Consuming a high GI diet may increase the risk of breast cancer by 8 per cent, according to a leading nutrition researcher.
Professor Jennie Brand-Miller from the University of Sydney’s medical school has said a scientific review of 10 studies showed eating a high GI diet for five years or more could increase the risk of breast cancer compared with a low GI diet.
"With the average Australian diet consisting of far too many high GI foods, this is a major cause for concern," she said. GI was the most consistent dietary factor identified by the review.
"A high GI diet produces high glucose and insulin levels and that is relevant in the case of any cancer because cancer cells thrive on glucose. It is like adding fertiliser. If you have a breast cancer cell it is encouraged to grow by high levels of insulin."

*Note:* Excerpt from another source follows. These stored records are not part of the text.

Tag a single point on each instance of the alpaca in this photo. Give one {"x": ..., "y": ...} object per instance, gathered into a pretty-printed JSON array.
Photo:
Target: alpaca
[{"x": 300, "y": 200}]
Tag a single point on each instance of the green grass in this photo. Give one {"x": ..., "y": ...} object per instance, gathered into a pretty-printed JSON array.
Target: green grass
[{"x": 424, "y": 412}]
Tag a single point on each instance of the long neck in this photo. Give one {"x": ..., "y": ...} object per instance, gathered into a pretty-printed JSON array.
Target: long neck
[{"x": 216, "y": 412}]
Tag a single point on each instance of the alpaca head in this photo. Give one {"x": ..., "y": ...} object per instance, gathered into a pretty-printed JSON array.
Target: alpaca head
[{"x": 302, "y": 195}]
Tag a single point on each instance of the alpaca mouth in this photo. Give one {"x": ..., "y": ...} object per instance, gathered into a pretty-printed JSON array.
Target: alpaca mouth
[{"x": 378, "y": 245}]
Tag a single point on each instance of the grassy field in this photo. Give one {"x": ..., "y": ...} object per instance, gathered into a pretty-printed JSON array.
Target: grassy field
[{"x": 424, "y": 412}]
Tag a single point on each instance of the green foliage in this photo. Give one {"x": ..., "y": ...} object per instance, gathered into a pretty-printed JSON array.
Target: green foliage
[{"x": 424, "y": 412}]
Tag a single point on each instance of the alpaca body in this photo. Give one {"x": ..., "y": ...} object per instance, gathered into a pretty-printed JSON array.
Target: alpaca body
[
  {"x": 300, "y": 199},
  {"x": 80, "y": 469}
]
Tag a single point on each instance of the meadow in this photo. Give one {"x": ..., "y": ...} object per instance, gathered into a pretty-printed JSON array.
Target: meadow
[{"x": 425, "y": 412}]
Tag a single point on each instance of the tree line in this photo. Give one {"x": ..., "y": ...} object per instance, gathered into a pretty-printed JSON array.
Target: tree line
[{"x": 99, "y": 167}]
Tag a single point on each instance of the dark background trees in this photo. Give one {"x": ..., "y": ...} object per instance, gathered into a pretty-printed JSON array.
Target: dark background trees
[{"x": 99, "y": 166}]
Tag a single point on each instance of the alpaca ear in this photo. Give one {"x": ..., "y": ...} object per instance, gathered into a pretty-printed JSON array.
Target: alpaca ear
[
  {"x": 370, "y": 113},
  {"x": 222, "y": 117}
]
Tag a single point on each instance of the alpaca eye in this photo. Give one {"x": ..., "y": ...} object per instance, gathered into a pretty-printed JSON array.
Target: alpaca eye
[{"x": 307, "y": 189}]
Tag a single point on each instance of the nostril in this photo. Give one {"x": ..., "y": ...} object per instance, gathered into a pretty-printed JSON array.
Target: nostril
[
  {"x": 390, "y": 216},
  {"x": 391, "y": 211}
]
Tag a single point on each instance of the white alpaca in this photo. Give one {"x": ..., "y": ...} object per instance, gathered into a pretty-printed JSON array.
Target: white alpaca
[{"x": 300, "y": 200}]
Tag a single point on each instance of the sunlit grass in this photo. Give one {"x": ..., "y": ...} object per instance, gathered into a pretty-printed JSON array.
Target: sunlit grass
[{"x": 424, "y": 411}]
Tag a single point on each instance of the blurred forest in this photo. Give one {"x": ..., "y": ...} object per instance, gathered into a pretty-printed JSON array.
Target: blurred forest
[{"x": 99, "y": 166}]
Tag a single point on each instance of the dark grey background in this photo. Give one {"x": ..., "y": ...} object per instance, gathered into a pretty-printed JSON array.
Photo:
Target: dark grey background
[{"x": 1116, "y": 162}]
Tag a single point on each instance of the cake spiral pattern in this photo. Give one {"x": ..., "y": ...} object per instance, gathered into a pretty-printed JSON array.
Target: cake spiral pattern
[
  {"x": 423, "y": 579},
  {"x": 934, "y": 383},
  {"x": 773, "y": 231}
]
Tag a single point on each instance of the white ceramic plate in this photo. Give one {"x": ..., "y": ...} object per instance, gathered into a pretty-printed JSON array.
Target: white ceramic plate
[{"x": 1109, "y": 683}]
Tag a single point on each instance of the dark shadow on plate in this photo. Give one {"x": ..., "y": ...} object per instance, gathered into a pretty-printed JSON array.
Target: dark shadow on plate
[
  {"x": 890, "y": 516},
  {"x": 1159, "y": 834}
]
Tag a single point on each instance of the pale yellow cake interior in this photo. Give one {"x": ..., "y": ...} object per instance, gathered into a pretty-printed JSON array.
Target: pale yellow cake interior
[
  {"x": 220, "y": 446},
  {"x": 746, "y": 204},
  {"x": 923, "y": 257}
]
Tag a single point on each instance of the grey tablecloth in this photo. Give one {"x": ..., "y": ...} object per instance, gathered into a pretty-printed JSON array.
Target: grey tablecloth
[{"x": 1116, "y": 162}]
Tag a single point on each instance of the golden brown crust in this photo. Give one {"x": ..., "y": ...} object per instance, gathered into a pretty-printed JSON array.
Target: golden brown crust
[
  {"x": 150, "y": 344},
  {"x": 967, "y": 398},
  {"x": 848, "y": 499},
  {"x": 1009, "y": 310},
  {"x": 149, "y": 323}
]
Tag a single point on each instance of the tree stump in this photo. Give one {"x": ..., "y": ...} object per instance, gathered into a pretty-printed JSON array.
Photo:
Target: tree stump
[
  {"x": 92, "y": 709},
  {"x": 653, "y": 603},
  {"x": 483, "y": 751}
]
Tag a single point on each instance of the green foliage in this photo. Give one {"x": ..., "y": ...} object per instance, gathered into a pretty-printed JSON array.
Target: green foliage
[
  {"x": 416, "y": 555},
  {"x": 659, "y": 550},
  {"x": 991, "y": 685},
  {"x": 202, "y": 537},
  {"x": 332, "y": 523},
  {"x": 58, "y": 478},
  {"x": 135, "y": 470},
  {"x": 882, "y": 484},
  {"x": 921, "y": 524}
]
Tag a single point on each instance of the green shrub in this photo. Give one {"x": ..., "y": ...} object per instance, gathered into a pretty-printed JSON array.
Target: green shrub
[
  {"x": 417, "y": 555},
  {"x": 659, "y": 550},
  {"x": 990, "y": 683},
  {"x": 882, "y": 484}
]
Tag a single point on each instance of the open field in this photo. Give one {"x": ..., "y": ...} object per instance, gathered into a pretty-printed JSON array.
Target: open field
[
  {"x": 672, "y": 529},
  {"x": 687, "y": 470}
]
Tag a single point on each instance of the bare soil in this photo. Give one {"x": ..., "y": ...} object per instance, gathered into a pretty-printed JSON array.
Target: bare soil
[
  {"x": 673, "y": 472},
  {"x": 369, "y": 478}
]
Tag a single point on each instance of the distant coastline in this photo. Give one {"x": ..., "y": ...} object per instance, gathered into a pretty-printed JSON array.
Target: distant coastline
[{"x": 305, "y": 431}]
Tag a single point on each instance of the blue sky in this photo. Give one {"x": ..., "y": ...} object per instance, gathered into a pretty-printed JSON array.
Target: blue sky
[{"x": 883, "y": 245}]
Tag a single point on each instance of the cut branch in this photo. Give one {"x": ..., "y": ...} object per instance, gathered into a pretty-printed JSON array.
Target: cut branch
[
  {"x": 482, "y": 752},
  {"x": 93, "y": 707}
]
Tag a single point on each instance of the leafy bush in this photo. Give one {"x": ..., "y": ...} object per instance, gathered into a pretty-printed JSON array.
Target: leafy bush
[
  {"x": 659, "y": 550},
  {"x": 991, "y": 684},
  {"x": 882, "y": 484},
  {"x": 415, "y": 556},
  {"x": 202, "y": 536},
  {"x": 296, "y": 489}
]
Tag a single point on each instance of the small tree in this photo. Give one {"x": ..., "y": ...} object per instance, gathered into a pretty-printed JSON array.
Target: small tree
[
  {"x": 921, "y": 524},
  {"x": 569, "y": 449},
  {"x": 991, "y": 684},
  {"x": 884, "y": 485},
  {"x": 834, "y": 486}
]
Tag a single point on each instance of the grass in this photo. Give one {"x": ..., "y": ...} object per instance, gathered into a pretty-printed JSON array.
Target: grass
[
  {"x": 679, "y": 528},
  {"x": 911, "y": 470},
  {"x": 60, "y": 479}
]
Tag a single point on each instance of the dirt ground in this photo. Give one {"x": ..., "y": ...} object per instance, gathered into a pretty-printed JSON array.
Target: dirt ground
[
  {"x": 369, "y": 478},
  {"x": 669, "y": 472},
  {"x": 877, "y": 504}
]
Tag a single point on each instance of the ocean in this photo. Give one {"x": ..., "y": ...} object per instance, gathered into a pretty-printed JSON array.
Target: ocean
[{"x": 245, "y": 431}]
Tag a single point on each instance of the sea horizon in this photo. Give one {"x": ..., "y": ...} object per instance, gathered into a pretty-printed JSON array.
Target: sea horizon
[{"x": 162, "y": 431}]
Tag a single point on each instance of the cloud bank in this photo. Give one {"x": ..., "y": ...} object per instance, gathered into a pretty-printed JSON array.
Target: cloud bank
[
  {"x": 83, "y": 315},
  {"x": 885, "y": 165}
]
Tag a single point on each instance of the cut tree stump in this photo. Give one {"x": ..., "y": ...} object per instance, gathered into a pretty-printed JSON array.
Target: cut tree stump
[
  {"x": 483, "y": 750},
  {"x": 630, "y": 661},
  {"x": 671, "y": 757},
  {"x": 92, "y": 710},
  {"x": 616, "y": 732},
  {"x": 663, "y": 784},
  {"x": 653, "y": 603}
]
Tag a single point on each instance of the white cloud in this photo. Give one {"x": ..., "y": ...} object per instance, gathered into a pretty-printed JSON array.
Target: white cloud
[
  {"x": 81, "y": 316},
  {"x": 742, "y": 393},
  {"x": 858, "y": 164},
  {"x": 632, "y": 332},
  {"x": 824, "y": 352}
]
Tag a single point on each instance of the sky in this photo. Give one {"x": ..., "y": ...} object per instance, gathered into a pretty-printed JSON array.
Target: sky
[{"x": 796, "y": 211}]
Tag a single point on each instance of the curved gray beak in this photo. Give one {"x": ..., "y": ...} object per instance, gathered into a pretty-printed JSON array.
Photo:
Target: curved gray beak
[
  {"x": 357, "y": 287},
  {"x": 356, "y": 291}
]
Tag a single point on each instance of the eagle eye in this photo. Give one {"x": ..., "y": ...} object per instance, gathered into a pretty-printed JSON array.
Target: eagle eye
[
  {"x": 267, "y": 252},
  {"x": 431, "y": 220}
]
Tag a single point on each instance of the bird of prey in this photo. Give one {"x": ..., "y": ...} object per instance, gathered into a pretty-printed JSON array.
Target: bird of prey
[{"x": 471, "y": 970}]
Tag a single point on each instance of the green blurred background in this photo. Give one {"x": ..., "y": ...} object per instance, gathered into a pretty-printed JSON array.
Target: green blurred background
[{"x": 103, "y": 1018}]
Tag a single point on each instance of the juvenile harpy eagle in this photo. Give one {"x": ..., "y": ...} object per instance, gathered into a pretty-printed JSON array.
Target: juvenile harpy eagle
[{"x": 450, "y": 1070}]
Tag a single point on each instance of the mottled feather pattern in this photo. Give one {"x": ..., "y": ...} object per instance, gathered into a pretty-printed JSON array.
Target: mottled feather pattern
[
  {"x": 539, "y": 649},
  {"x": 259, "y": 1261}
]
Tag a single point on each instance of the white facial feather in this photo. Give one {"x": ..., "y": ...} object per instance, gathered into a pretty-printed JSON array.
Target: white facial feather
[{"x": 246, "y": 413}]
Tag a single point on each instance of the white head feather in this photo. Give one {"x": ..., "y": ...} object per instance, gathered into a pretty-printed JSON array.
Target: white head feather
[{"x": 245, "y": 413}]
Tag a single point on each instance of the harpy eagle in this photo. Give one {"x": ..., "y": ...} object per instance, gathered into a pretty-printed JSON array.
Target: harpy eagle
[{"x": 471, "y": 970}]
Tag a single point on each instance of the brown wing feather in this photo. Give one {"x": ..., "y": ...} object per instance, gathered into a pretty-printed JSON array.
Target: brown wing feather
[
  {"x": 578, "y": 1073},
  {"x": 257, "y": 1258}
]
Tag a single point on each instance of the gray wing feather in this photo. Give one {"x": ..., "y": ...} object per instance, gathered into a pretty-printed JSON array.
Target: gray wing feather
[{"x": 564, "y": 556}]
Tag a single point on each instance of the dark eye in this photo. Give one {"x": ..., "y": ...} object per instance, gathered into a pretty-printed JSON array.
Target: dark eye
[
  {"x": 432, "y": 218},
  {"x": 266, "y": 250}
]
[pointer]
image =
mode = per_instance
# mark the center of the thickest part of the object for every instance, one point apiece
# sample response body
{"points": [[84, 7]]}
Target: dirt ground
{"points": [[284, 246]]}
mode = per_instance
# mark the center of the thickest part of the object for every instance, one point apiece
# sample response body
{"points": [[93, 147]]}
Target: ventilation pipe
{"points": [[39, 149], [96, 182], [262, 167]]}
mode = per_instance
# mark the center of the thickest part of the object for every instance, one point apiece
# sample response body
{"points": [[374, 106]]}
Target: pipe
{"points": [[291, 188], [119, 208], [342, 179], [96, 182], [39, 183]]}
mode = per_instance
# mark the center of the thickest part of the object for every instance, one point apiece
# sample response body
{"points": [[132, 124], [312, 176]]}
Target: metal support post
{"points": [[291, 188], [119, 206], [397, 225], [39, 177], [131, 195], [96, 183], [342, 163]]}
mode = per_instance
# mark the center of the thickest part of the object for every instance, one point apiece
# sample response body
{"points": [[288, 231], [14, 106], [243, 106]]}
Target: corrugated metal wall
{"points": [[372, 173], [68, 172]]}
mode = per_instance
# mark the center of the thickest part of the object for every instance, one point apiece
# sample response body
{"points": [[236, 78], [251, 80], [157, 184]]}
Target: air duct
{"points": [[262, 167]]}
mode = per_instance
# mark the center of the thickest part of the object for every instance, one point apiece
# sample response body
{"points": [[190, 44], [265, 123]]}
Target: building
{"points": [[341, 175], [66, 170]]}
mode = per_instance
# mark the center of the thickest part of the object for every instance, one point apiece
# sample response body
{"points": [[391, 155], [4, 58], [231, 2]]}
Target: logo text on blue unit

Brand-Miller said there are uncontrollable risk factors for breast cancer such as genetics, menopause and family history, but lifestyle-related risk factors could be altered to lower a person’s cancer risk. This means not drinking too much alcohol, avoiding high-fat diets, eating less highly processed meat and reducing body fat.
She said consuming a low GI diet could help prevent cancer by reducing body fat and insulin levels.
“Consuming a low GI diet reduces both glucose and insulin levels, helping us to burn more fat and avoid weight gain over the longer term. Insulin is a hormone that drives cell growth and multiplication - if you have a mutated cell then it grows faster and bigger under the influence of high insulin.
"Secondly, some breast cancer cells positively thrive on oestrogen. Body fat manufactures and releases oestrogen which can aid the spread of breast cancer. Overweight women are more likely to have breast cancer for this reason."